Certainly, the image of the moon which teaches the stars to shine suggests hope of great things to come. Other stanzas keep the tenor and tone of hope. Using the Ode mode, the poet prophesies the redemption and prosperity of his land: “Fresh foliage springs on mountaintops… / softening the surrounding air / with perfumed breath;” the land’s “breath drips with … dews / irrigating fallow fields…;” “fate mixes rainbow colours” on the land’s “expansive palette / purifying palsied paths.”

Surely, a “sinking canoe is rowed ashore” and “one yam fills a basket” by the words of elders. Of course, the rainbow symbolizes God’s covenant with man for man’s own well-being. The sinking canoe rowed ashore and the miraculous one yam that fills a basket, reminiscent of one of the lord’s miracles in the scriptures, all proclaim the new life of liberty and growth which God in his Holy Temple (“hallowed altars”) has declared and granted.

The volume could not have ended on a more optimistic note!
Structurally, poems in the volume enjoy ample aspects of free verse.
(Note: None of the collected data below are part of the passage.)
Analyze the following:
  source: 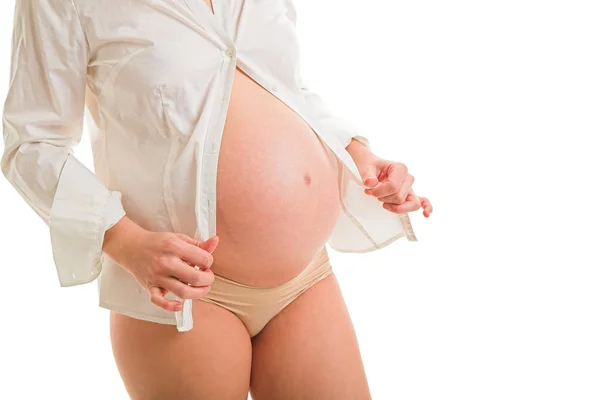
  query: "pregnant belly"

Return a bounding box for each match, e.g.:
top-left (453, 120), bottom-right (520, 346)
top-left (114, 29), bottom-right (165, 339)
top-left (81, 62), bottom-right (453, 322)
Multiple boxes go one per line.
top-left (209, 66), bottom-right (341, 287)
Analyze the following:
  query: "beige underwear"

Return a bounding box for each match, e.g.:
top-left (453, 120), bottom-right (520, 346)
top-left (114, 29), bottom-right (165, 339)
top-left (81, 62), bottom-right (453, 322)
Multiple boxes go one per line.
top-left (199, 245), bottom-right (333, 338)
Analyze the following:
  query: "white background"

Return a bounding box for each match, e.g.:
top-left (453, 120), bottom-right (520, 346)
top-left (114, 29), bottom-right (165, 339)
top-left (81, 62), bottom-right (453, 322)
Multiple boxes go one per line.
top-left (1, 0), bottom-right (599, 399)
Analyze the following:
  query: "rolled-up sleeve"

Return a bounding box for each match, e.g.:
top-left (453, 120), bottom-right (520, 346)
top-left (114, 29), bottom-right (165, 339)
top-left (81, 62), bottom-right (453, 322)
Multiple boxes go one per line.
top-left (1, 0), bottom-right (126, 287)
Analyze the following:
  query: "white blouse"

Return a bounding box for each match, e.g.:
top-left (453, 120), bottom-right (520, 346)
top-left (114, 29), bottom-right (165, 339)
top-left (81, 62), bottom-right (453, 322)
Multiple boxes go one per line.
top-left (1, 0), bottom-right (417, 331)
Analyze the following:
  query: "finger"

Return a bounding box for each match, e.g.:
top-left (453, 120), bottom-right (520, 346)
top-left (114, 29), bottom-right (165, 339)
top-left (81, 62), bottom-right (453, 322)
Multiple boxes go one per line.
top-left (383, 197), bottom-right (421, 213)
top-left (420, 197), bottom-right (433, 217)
top-left (378, 182), bottom-right (416, 204)
top-left (364, 179), bottom-right (399, 198)
top-left (149, 286), bottom-right (183, 312)
top-left (360, 164), bottom-right (379, 189)
top-left (170, 258), bottom-right (215, 287)
top-left (396, 174), bottom-right (414, 204)
top-left (408, 189), bottom-right (421, 204)
top-left (364, 164), bottom-right (408, 198)
top-left (201, 235), bottom-right (220, 254)
top-left (379, 189), bottom-right (417, 205)
top-left (160, 277), bottom-right (213, 300)
top-left (169, 237), bottom-right (215, 270)
top-left (174, 234), bottom-right (220, 255)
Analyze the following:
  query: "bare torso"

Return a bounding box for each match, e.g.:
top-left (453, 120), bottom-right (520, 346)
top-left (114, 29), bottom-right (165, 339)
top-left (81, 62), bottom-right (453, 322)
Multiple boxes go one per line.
top-left (209, 62), bottom-right (341, 287)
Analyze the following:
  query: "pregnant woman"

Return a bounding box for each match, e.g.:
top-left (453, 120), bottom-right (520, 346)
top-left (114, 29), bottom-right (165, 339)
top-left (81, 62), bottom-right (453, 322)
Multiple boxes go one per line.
top-left (2, 0), bottom-right (432, 398)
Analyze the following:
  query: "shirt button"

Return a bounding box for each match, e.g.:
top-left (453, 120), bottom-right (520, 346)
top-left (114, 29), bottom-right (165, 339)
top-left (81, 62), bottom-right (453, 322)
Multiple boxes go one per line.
top-left (224, 47), bottom-right (235, 58)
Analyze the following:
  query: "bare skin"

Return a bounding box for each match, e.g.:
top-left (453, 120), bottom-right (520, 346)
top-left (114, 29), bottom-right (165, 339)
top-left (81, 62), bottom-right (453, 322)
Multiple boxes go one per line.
top-left (109, 294), bottom-right (253, 399)
top-left (109, 270), bottom-right (369, 400)
top-left (249, 273), bottom-right (371, 400)
top-left (106, 1), bottom-right (431, 398)
top-left (107, 60), bottom-right (370, 399)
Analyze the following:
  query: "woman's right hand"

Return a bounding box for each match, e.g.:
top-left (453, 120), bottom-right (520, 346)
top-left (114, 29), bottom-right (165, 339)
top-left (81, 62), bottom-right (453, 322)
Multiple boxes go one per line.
top-left (102, 216), bottom-right (219, 312)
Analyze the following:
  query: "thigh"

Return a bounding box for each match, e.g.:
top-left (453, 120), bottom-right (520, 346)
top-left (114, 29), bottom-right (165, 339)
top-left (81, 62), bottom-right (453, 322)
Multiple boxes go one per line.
top-left (249, 272), bottom-right (372, 400)
top-left (109, 299), bottom-right (252, 400)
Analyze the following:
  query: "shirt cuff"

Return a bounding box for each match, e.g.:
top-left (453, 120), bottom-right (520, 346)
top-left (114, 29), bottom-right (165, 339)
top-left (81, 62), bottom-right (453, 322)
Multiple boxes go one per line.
top-left (349, 135), bottom-right (371, 150)
top-left (48, 156), bottom-right (127, 287)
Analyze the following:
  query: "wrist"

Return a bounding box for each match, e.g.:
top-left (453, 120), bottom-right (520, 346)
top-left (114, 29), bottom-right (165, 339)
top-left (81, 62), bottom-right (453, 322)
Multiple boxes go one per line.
top-left (347, 137), bottom-right (376, 162)
top-left (102, 216), bottom-right (146, 264)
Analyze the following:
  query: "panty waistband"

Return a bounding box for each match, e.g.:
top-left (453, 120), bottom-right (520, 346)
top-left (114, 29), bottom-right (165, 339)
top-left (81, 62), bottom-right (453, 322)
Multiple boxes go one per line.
top-left (209, 245), bottom-right (330, 291)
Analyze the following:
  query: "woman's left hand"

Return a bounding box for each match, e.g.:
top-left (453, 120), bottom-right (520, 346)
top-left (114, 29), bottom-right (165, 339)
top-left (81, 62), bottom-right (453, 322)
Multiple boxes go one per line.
top-left (357, 157), bottom-right (433, 218)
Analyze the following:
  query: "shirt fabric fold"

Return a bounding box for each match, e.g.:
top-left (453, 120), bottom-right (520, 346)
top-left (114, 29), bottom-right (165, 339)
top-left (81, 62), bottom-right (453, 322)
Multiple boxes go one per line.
top-left (1, 0), bottom-right (416, 332)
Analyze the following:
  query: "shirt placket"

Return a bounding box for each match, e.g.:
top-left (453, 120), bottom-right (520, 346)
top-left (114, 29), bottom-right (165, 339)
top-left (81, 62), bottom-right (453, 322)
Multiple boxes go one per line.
top-left (175, 1), bottom-right (238, 332)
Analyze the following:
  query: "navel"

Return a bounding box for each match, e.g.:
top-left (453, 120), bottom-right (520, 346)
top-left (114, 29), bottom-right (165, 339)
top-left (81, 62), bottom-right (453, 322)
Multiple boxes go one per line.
top-left (303, 173), bottom-right (311, 185)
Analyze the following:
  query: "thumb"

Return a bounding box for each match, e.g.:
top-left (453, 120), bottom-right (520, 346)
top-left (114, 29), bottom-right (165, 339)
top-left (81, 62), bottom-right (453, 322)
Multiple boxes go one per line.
top-left (175, 233), bottom-right (220, 254)
top-left (360, 164), bottom-right (379, 188)
top-left (199, 235), bottom-right (220, 254)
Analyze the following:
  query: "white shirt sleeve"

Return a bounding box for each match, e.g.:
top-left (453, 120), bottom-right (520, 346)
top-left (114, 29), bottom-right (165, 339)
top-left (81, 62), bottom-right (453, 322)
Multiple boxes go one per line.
top-left (299, 84), bottom-right (372, 151)
top-left (1, 0), bottom-right (127, 287)
top-left (283, 0), bottom-right (372, 152)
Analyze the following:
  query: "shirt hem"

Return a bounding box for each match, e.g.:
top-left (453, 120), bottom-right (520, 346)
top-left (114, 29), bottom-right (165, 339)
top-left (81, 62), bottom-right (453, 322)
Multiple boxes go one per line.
top-left (328, 231), bottom-right (410, 254)
top-left (99, 301), bottom-right (178, 325)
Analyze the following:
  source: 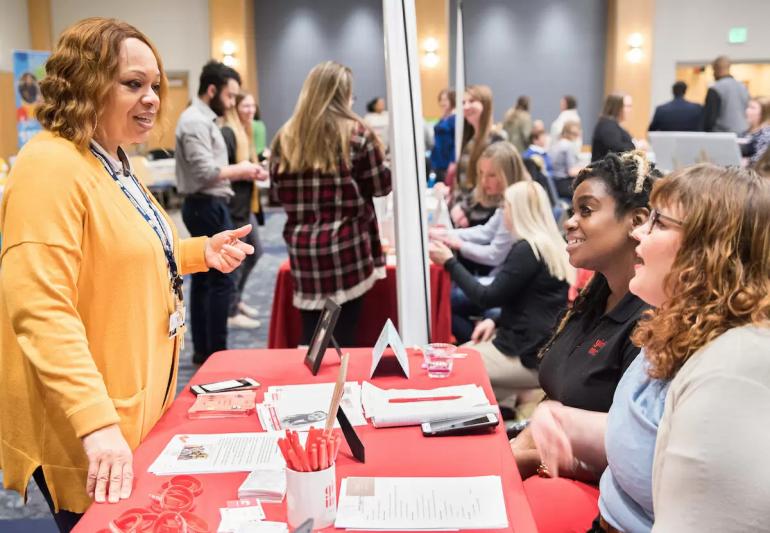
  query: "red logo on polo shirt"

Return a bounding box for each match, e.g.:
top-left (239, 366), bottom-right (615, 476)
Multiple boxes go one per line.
top-left (588, 339), bottom-right (607, 356)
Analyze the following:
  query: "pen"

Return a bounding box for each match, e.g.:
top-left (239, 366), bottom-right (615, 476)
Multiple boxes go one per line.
top-left (388, 395), bottom-right (463, 403)
top-left (326, 436), bottom-right (334, 464)
top-left (319, 439), bottom-right (328, 470)
top-left (310, 443), bottom-right (319, 471)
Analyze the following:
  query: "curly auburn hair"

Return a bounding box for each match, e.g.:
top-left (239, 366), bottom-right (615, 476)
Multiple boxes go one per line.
top-left (36, 17), bottom-right (168, 151)
top-left (632, 164), bottom-right (770, 380)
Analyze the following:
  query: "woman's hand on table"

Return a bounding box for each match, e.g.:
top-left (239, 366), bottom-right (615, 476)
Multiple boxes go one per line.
top-left (205, 224), bottom-right (255, 273)
top-left (470, 318), bottom-right (496, 343)
top-left (428, 241), bottom-right (454, 266)
top-left (82, 424), bottom-right (133, 503)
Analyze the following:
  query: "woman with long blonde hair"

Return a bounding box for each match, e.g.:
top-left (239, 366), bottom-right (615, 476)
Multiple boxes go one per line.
top-left (270, 61), bottom-right (391, 346)
top-left (430, 180), bottom-right (574, 406)
top-left (221, 92), bottom-right (264, 328)
top-left (430, 141), bottom-right (532, 341)
top-left (527, 164), bottom-right (770, 532)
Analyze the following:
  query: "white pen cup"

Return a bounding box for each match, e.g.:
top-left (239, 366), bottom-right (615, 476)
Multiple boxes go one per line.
top-left (285, 463), bottom-right (337, 529)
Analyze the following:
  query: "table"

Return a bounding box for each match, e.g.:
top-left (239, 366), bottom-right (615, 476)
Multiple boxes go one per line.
top-left (74, 348), bottom-right (538, 532)
top-left (268, 260), bottom-right (453, 348)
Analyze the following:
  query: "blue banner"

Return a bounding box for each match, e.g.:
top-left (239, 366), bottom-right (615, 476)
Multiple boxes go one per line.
top-left (13, 49), bottom-right (50, 150)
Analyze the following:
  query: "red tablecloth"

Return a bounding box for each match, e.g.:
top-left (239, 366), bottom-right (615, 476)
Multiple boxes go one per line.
top-left (74, 348), bottom-right (538, 532)
top-left (268, 260), bottom-right (453, 348)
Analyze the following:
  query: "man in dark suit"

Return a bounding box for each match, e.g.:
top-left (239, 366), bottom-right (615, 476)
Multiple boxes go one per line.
top-left (648, 81), bottom-right (703, 131)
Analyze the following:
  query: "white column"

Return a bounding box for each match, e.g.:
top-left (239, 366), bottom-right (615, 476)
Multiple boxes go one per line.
top-left (454, 0), bottom-right (465, 161)
top-left (382, 0), bottom-right (430, 345)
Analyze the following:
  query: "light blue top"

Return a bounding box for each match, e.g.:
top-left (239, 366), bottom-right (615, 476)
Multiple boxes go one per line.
top-left (450, 209), bottom-right (514, 274)
top-left (598, 350), bottom-right (670, 533)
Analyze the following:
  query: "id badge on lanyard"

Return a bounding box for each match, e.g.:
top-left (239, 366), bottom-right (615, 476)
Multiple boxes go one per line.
top-left (91, 146), bottom-right (186, 341)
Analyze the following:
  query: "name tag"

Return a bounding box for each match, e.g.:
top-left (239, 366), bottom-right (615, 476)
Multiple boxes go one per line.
top-left (168, 303), bottom-right (186, 338)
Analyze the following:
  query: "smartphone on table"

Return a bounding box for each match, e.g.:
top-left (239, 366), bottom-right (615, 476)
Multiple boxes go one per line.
top-left (421, 413), bottom-right (499, 437)
top-left (190, 377), bottom-right (260, 396)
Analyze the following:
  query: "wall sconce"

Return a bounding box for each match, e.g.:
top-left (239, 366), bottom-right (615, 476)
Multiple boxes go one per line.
top-left (423, 37), bottom-right (439, 68)
top-left (625, 32), bottom-right (643, 63)
top-left (221, 40), bottom-right (237, 67)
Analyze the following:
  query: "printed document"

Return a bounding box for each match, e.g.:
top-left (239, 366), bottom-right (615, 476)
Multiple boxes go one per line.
top-left (361, 382), bottom-right (495, 427)
top-left (148, 432), bottom-right (297, 475)
top-left (257, 382), bottom-right (366, 432)
top-left (335, 476), bottom-right (509, 530)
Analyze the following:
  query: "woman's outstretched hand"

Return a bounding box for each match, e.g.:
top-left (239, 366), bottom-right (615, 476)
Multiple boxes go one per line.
top-left (205, 225), bottom-right (255, 273)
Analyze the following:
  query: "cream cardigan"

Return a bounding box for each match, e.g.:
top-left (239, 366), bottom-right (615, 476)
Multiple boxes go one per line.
top-left (651, 325), bottom-right (770, 531)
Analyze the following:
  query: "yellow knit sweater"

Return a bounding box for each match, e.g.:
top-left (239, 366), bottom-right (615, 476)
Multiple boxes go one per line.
top-left (0, 132), bottom-right (208, 512)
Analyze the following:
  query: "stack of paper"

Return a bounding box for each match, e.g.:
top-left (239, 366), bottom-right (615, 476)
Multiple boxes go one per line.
top-left (335, 476), bottom-right (509, 530)
top-left (237, 466), bottom-right (286, 502)
top-left (256, 382), bottom-right (366, 432)
top-left (361, 382), bottom-right (496, 427)
top-left (218, 503), bottom-right (266, 533)
top-left (148, 432), bottom-right (296, 475)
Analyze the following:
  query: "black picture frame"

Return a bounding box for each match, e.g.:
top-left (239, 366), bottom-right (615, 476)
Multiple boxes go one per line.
top-left (304, 298), bottom-right (341, 375)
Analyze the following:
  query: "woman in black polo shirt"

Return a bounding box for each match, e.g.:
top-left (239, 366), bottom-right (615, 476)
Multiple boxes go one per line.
top-left (512, 151), bottom-right (661, 480)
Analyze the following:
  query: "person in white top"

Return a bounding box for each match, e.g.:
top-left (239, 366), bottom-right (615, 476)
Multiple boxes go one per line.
top-left (549, 95), bottom-right (582, 151)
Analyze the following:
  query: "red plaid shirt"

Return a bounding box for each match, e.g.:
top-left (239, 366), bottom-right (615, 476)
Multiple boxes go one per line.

There is no employment of traditional structural forms like the sonnet, epic, quatrain and tercet configurations. This is understandable; the poet has an urgent matter in his hands – the emancipation of his land via the instrumentality of poetry. There is no room therefore for long verse and superfluous structural embellishment. Nevertheless, there is adequate deployment of such poetic devices as alliteration, consonance, assonance, repetition, apt and powerful diction, imagery, rhythm and music to intensify the poetry of his verse.
Ebi Yeibo must be congratulated on this third outing. I recommend this collection to all students and lovers of literature, just as I strongly recommend it to lovers and haters of freedom alike.